Marisa returns to rob Paul, and uses his spray bottle, causing Paul to willingly hand over his valuables, including Potion #8. After his own infatuation ends, Paul recognizes Diane's "sudden" infatuation with Gary; Madame Ruth confirms it.

After many unsuccessful attempts to convince Diane she's been duped by Gary, Paul returns to Ruth for an antidote. She provides it, explaining, "Love Potion No. 9 does not create emotion, it purifies it" from being "obscured by doubt, prejudice, suspicion." Between those who drink it together, it solidifies true love eternally, five minutes after they share a kiss; the caveat... if Diane never truly loved Paul, he will love her forever but she will eternally hate him.

Paul asks his friends to help force Diane take Potion #9, but they don't believe him. Marisa use #8 to rob them all, but it proves to them its power, and they agree to help. When they arrive at Diane's house, her friend Sally, Diane's matron of honor at her impending wedding to Gary, suspects something is wrong with Diane. Paul explains what is happening and she agrees to help.

They arrive at the church to enact their plan, but things go terribly wrong. Sally successfully gives Diane #9. But before Paul can drink and kiss her, Gary drinks from Diane's glass and kisses her. Madame Ruth tells Paul he too must drink from her glass, and then she must perforce choose between them. But Marisa arrives and enchants Paul's friends, preventing them from restraining Gary. Paul attempts to drink #9 from Diane's glass and kiss her, but Gary throws him out and has him arrested.

Marisa then enchants Gary to get his remaining, undiluted bottle of #8. As Gary is under its effect as well, he enchants Marisa in return. But Gary, having sipped Diane's #9 minutes prior, feels drawn back to Diane and returns to the ceremony to marry her. Marisa, now infatuated with Gary and desperate to get him back, drinks the undiluted #8, enraging all the women in the church, and driving all the men into a stampede, effectively ending the wedding. Marisa flees screaming through the streets, drawing every single man away, which allows Paul to escape police custody.

Paul finally kisses Diane, slugs Gary, and waits five minutes. After six minutes, Diane runs into Paul's arms and they happily leave together. Madam Ruth, observing through her crystal ball, sighs, "Ahh, that's nice."

==Note==
The film gives a pseudoscientific explanation as to how Love Potion No. 8 "works". It is explained:

When swallowed it affects the vocal cords directly so that when you speak micro-tremors encoded within your voice stimulate tiny little hairs in the inner ear of the opposite sex.
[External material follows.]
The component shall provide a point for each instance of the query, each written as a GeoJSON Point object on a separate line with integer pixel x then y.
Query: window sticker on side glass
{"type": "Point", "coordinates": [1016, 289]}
The hair vibrates, sending a signal along a nerve to the brain, which in turn produces a combination of mood-altering, endogenous chemicals responsible for the biochemical process of falling in love. It makes members of the same sex hostile. It only works for four hours at a time.
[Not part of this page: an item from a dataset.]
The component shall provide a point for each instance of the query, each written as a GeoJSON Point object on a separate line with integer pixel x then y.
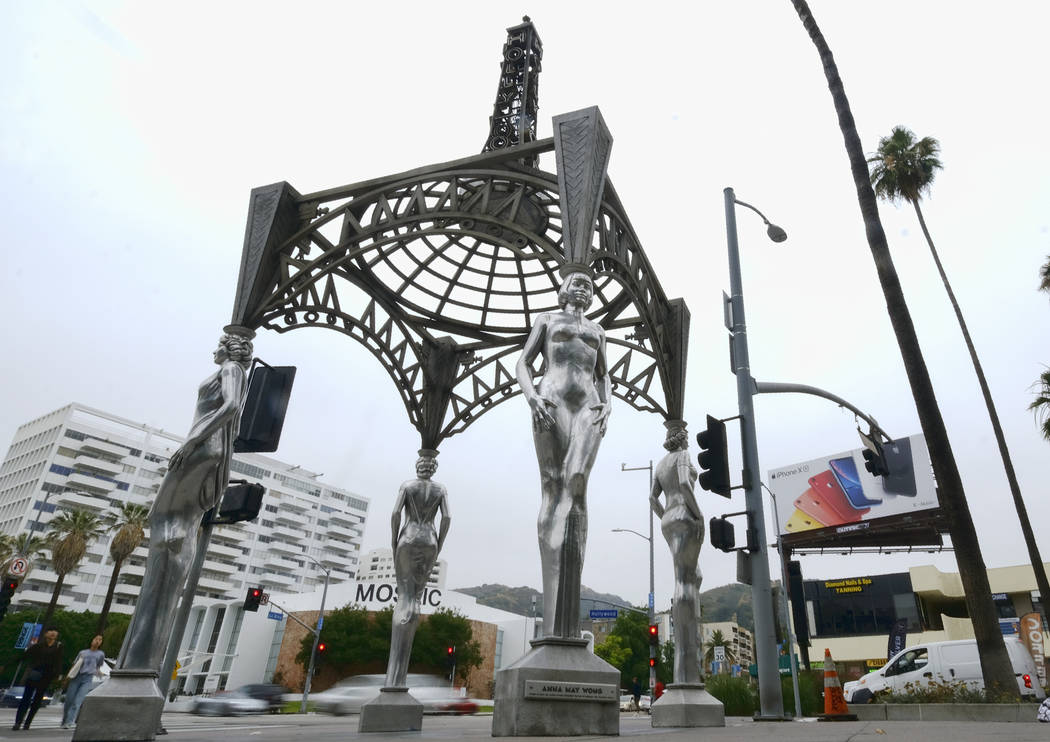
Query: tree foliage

Love Potion No. 9 prevents love from fading, and overrides the effects of Love Potion No. 8.

==Reception==
On Rotten Tomatoes the film has an approval rating of 25% based on reviews from 12 critics.

Emanuel Levy of Variety called it "a light-hearted one-joke romantic comedy" and that it "tries too hard to be cute. Glib humor and emphasis on "feel good" values aim squarely at the dating crowd and twenty-something couples. But lack of real wit and comic vitality, absence of star names and sluggish pace make pic less appealing than it might have been."
Entertainment Weekly gave the film a "D" grade.

The film opened in 278 theaters and earned $416,641 in its opening weekend, and its North American domestic total was $754,935.